Antonio García-Trevijano comienza el año con este artículo en el Diario de la República Constitucional:
Los cuerpos están habituados a moverse, a trasladarse de un sitio a otro, a consumir energía, a inquietarse, a gastarse. Las almas tienden a la quietud, a la estabilidad, a la permanencia en el estado de la primera conciencia de sí mismas, al ahorro de pensamientos nuevos, a conservarse. Los cuerpos agonizan, en los estadios, los límites de su potencia. Las almas manifiestan, en sociedad, la íntima complacencia en ser como son, el conformismo de sus facultades para no desear otros modos de vida superior. La resistencia de la materia a ser transformada es menor que la inflexibilidad del espíritu a ser inclinado hacia su mejor estar en nuevas situaciones. Es el drama de la libertad colectiva, la política. Pocos sienten la necesidad espiritual de su realización, porque pocos saben que la libertad es la libertad de los otros.

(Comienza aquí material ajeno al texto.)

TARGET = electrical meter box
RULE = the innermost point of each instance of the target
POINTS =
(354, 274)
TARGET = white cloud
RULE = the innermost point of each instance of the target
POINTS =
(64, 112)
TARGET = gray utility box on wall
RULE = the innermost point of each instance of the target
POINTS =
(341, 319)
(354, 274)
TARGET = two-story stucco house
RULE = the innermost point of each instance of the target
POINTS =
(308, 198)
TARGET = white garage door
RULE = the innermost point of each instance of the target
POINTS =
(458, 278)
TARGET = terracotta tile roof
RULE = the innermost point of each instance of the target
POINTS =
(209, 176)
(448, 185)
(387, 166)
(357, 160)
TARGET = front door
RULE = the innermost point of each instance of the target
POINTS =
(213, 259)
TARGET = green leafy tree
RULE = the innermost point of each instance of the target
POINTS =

En todos los tiempos y lugares han surgido espíritus innovadores. Minorías indomables sacaron a su congéneres de las cavernas y los llevaron, con el dominio de la materia por la ciencia y la técnica, a otros modos civilizados de vivir la vida colectiva, y a contemplarse como seres capaces de superar rudimentarias formas de existencia. Sin embargo, el progreso material, el avance en la conquista de la Naturaleza, resultó ser bastante más fácil que el progreso moral, el avance en la conquista de la libertad política. Sería raro encontrar hoy algún espíritu selecto que defienda la utilidad social de la esclavitud. Tan raro como encontrar pensadores de la libertad en Europa que condenen, moral y políticamente, la servidumbre voluntaria en que se basa el Estado de Partidos. Un servilismo del alma colectiva que indignó a La Boétie, bajo el absolutismo monárquico, y que todavía sigue indignando a los escasos defensores de la libertad política de los gobernados, contra el consenso mayoritario que acepta, como si fuera normal, el privilegio estatal otorgado a los partidos para detentarla en exclusiva.
No se trata tanto de acabar con la corrupción implicada en todas las formas de sinarquía -la oligocracia del Estado de Partidos es la más cerrada-, ni de buscar fórmulas políticas que fomenten el esfuerzo colectivo para superar la crisis económica y la quiebra de la conciencia nacional, como de acceder a la dignidad de la vida en común, mediante la participación en la conquista de la libertad política. Ese afán de dignidad personal y colectiva, ese ánimo de progreso moral, define la última esencia de lo humano. Un espíritu de conquista de la libertad, frente al dominante espíritu de comercio y lucro incorporado a la Monarquía de Partidos, ilumina y guía la voluntad de todos los que levantan aquí, a diario, sin esperar recompensas materiales ni necesitar estímulos externos, el valiente, noble y brillante estandarte de la República Constitucional. En esa única bandera común hay una consigna escrita con letras de oro: Hacia Adelante. La cumpliremos.